Designing a Web Crawler at Scale

Recently, Anthropic’s 5 stage interview process was leaked. As is the case with many FAANG companies, the system design interview is just one of those stages. The role was for an Infra Software Engineer and in this case the interview was all about designer a web crawler. This blog post was inspired largely by inspired by Hello Interview’s system design walkthrough on the same problem. Worth watching for a different angle on the same architecture. In this post, we’ll walk through the architecture of a web crawler that can crawl 10 billion web pages, extract clean text, and do it in 5 days. That’s the scale you need to build a training dataset for a large language model.

The Goal

We need to fetch raw HTML from 10 billion pages across the public web, extract the text content, and store it for downstream training pipelines. The system needs to:

Scale to 10B pages in 5 days — this isn’t a weekend project, it requires parallelism at every layer
Be fault-tolerant — individual page fetches will fail; the system can’t lose track of work
Respect politeness rules — sites publish robots.txt and expect crawlers to honour crawl delays; ignoring this gets you blocked for sure
De-duplicate aggressively — the web has enormous amounts of duplicate content; crawling the same page twice is wasted compute

The output is a corpus of extracted text files in S3, ready for preprocessing and tokenisation.

Back-of-the-Envelope Math

Before designing anything, it’s worth checking whether the goal is physically achievable — and roughly how many machines it requires.

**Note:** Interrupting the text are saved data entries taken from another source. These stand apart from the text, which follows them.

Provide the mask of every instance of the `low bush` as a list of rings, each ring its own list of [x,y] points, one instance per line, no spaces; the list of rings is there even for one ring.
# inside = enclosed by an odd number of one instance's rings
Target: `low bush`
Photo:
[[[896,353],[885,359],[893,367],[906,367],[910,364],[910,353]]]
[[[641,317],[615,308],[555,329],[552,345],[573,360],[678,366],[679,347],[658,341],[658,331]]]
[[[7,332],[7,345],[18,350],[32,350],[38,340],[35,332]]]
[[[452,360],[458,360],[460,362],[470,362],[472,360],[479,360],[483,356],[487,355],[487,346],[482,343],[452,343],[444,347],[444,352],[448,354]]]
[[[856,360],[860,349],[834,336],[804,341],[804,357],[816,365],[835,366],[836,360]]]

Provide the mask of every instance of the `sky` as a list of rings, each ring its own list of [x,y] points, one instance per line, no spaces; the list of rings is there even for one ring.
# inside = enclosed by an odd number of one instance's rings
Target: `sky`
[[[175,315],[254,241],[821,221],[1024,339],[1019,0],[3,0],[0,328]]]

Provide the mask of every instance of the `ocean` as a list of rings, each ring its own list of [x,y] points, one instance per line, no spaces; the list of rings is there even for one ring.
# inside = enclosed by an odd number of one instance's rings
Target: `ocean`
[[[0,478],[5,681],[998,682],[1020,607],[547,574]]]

A typical web page is around 2 MB of raw HTML. Assume available network bandwidth of ~400 Gbps:

400 Gbps ÷ 8 bits/byte = 50 GB/s raw throughput
50 GB/s ÷ 2 MB/page   = 25,000 pages/s theoretical maximum

Real-world crawlers don’t hit theoretical limits. DNS resolution, TCP handshakes, server response times, and politeness delays eat into throughput. A realistic efficiency factor is around 30–40%, giving us roughly 10,000 effective pages/second.

Now check whether 10k pages/s is enough:

5 days × 86,400 s/day = 432,000 seconds
10B pages ÷ 432,000 s ≈ 23,000 pages/s needed

That means we actually need closer to 23k pages/s — so we’re short by a factor of ~2 at 30% efficiency. Bump efficiency to 50% or double the crawler fleet and the numbers work. The math tells us we need a modest cluster — call it 4–8 crawler machines — not hundreds.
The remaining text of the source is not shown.